When you and your spouse are applying for a mortgage, there are some situations in which it would be best to have only one of you take out the mortgage. It is possible, and sometimes advantageous, for a husband to get a mortgage without his wife signing with him on the loan, but there are some disadvantages to this situation as well.
The main reason a husband would get a mortgage without his wife is if her credit score is bad and they do not want the low score to force them into a higher interest rate. If the husband has a good credit score, he can qualify for a better rate alone than they would get jointly. Another good reason for a husband to apply alone is if the couple keeps most of their finances and responsibilities separate. For example, he might be responsible for providing housing, whereas she covers the car expenses and food.
Leaving the wife off the mortgage will likely result in lower purchasing power than if she were included. This is because part of the mortgage application considers what percent of the borrower's gross income the payments would be. Lenders typically limit mortgage payments to about 25 percent of the borrower's income. Therefore, by leaving the wife's name off the application, and therefore leaving her income out of the calculations, the couple will not be able to afford as big of a house. Plus, the wife will not have the mortgage payment history affect her credit score. If she has bad credit, making on-time payments on the mortgage could help her improve her credit score.
Applying for Mortgage
If only the husband will have his name on the mortgage, he is the only one who applies for the loan. The qualification is based on his income and assets without considering the wife's at all. He will need to provide his W-2 statements and bank account statements. The interest rate will be based on his credit score, so he should focus on making on-time payments and paying off as much credit card debt as possible during the months leading up to the application.

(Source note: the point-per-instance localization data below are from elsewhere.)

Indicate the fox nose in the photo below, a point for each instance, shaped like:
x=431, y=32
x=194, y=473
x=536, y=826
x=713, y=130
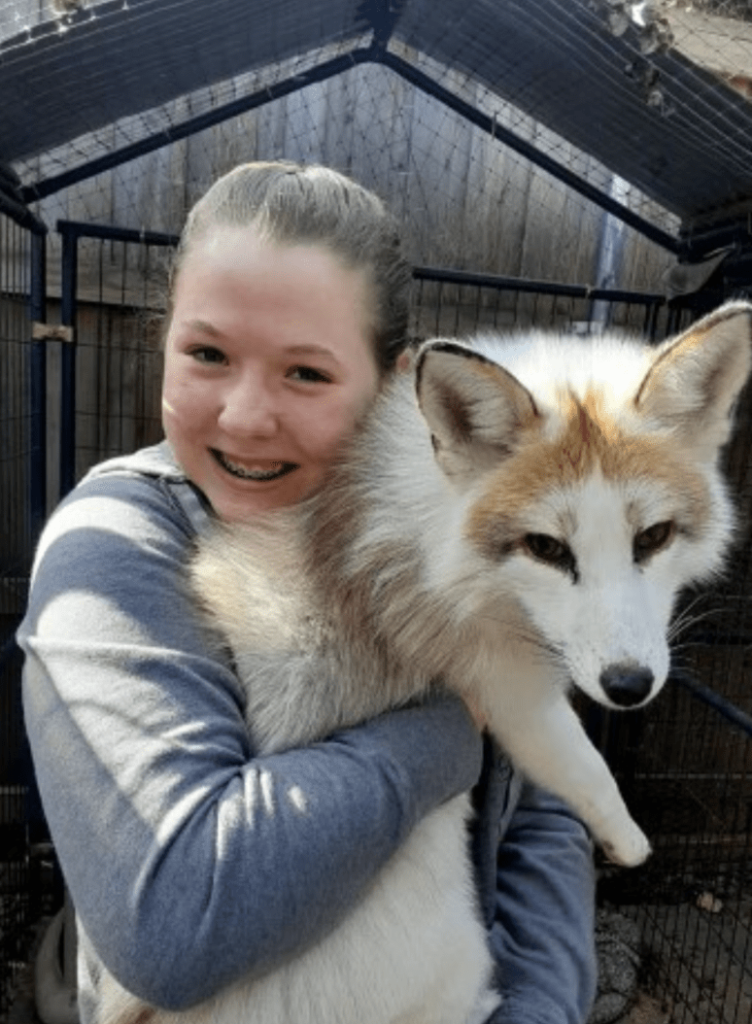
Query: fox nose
x=626, y=685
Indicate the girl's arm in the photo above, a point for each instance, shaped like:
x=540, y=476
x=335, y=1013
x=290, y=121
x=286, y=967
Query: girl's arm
x=543, y=930
x=191, y=860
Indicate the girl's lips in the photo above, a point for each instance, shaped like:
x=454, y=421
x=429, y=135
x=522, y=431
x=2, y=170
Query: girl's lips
x=274, y=472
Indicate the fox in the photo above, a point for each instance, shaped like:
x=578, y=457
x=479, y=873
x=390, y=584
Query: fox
x=516, y=516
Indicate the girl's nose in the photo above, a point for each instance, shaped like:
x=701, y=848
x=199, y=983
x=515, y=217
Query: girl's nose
x=249, y=410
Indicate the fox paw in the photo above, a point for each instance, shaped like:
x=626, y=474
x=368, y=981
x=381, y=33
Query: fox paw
x=629, y=850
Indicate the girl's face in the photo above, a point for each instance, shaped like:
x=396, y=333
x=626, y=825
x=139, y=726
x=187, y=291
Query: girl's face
x=268, y=369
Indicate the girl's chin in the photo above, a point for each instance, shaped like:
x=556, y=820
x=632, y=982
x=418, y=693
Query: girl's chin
x=244, y=499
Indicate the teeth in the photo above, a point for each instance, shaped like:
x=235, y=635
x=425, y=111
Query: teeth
x=278, y=469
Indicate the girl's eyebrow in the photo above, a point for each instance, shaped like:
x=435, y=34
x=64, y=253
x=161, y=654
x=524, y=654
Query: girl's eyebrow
x=202, y=327
x=303, y=350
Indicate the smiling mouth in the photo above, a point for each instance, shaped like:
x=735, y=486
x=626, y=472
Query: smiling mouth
x=275, y=471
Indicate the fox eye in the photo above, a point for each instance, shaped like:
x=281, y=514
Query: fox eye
x=650, y=541
x=548, y=549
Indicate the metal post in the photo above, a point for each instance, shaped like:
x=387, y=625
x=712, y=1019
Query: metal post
x=68, y=363
x=38, y=389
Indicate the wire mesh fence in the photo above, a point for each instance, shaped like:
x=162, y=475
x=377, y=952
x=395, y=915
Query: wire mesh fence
x=685, y=767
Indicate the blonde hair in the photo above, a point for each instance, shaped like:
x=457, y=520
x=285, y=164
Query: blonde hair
x=292, y=204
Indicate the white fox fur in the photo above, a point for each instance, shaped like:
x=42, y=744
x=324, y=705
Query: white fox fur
x=517, y=513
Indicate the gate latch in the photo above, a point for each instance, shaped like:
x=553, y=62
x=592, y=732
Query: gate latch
x=51, y=332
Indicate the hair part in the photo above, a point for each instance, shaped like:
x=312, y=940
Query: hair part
x=293, y=204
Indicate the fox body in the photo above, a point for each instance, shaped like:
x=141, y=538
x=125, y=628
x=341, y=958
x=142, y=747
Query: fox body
x=517, y=514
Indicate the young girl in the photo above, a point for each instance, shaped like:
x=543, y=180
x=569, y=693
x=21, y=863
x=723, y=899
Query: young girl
x=188, y=860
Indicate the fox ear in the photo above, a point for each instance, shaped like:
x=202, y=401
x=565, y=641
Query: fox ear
x=696, y=378
x=474, y=409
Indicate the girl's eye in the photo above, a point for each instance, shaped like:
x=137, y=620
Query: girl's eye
x=309, y=375
x=207, y=353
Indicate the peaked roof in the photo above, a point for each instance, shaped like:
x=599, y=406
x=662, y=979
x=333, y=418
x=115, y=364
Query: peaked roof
x=619, y=90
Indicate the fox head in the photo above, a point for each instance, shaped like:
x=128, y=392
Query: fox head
x=589, y=477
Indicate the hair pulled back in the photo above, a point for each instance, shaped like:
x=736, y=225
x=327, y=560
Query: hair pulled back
x=292, y=204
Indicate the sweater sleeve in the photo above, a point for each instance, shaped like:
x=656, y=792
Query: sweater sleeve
x=190, y=859
x=543, y=934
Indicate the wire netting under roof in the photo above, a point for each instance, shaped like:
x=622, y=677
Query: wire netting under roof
x=653, y=89
x=465, y=201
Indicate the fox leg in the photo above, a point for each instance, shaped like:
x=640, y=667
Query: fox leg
x=535, y=724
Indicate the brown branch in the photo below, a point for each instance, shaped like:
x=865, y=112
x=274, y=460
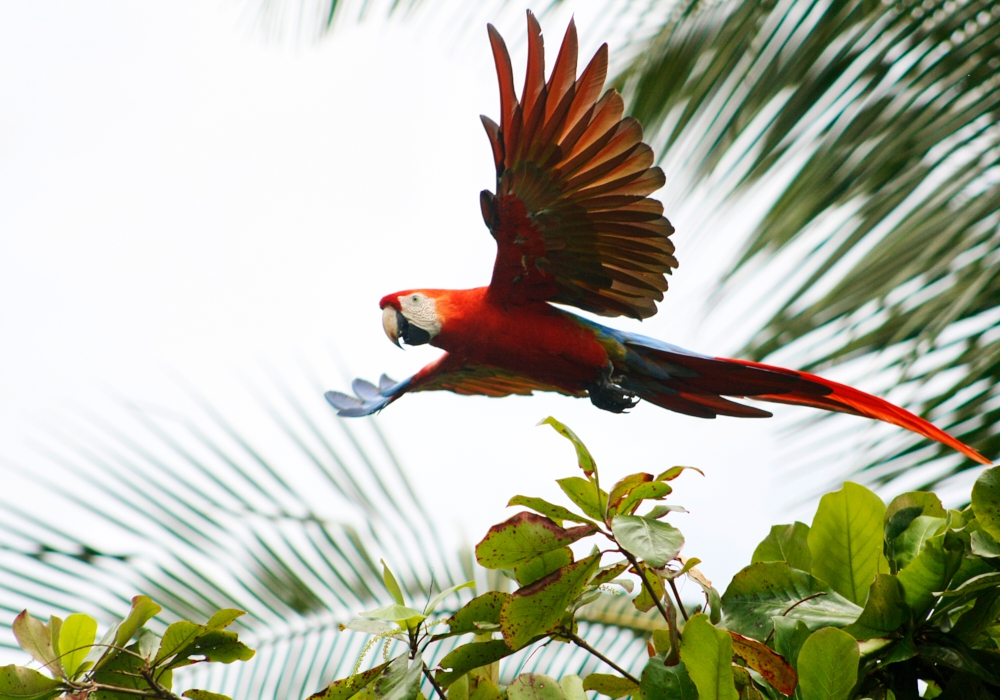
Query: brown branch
x=677, y=596
x=437, y=687
x=789, y=609
x=576, y=639
x=642, y=577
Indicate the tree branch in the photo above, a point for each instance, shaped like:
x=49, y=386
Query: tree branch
x=576, y=639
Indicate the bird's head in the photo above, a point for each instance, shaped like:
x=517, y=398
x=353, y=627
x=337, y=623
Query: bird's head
x=411, y=317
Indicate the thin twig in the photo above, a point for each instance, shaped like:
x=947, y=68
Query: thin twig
x=437, y=687
x=677, y=596
x=649, y=588
x=789, y=609
x=576, y=639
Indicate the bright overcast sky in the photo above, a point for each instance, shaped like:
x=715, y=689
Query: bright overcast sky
x=182, y=198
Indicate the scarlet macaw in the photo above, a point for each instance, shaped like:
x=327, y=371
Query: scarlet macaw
x=574, y=225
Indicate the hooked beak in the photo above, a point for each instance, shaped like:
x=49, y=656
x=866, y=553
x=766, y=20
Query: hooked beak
x=391, y=325
x=397, y=326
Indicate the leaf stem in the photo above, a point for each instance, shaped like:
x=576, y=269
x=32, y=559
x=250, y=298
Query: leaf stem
x=789, y=609
x=677, y=597
x=437, y=687
x=649, y=588
x=579, y=641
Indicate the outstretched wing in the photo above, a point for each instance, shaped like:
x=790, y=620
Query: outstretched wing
x=571, y=215
x=444, y=374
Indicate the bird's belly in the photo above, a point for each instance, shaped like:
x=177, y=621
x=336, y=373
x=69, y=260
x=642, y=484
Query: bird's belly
x=545, y=347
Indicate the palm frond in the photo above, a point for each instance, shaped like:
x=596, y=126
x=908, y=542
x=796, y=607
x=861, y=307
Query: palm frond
x=198, y=516
x=873, y=128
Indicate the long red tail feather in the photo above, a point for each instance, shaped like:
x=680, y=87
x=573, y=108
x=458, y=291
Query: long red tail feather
x=845, y=399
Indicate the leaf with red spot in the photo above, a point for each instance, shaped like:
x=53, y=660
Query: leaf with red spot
x=523, y=537
x=539, y=608
x=583, y=456
x=767, y=662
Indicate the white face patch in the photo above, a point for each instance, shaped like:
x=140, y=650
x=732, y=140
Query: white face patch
x=420, y=310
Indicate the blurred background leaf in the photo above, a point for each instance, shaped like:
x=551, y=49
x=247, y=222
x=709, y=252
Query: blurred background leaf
x=874, y=126
x=199, y=515
x=868, y=128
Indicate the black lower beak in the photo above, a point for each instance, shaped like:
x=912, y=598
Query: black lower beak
x=411, y=335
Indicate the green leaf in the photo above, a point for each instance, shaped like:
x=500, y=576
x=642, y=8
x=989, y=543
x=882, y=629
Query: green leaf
x=745, y=687
x=436, y=600
x=555, y=512
x=142, y=611
x=928, y=503
x=26, y=684
x=223, y=618
x=484, y=608
x=76, y=637
x=654, y=490
x=177, y=637
x=768, y=663
x=124, y=671
x=391, y=585
x=586, y=495
x=828, y=665
x=975, y=621
x=572, y=686
x=674, y=472
x=147, y=643
x=36, y=638
x=535, y=686
x=846, y=541
x=523, y=537
x=982, y=543
x=539, y=608
x=885, y=610
x=483, y=689
x=349, y=687
x=774, y=589
x=610, y=685
x=215, y=645
x=644, y=601
x=55, y=628
x=659, y=511
x=707, y=653
x=195, y=694
x=584, y=459
x=712, y=598
x=929, y=572
x=463, y=659
x=607, y=574
x=369, y=627
x=789, y=636
x=909, y=543
x=653, y=541
x=986, y=501
x=660, y=682
x=542, y=565
x=394, y=613
x=631, y=490
x=459, y=690
x=786, y=543
x=400, y=680
x=975, y=584
x=952, y=654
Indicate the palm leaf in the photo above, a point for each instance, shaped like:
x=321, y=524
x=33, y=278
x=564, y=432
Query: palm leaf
x=197, y=516
x=881, y=117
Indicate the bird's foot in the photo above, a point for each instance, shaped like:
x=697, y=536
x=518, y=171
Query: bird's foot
x=606, y=394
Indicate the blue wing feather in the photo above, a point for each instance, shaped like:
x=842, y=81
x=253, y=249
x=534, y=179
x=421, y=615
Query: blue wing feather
x=370, y=399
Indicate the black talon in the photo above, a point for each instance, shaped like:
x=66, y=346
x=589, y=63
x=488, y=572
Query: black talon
x=606, y=394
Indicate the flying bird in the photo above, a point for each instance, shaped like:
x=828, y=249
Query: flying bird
x=575, y=225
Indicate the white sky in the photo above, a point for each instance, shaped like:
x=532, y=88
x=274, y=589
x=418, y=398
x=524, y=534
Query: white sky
x=181, y=197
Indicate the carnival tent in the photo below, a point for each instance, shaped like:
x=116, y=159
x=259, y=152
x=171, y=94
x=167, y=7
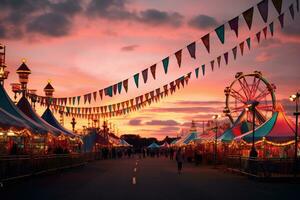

Even if the wife's name is not on the mortgage, she can still have joint ownership over the home with her husband. If the married couple lives in a state with community property laws, including Wisconsin, Washington, Idaho, Nevada, California, Arizona, New Mexico, Texas and Louisiana, they own the property jointly, regardless of whose name is on it. In other states, the couple can choose to own the home together by using an interspousal transfer deed to add the wife's name to the deed after the mortgages closes.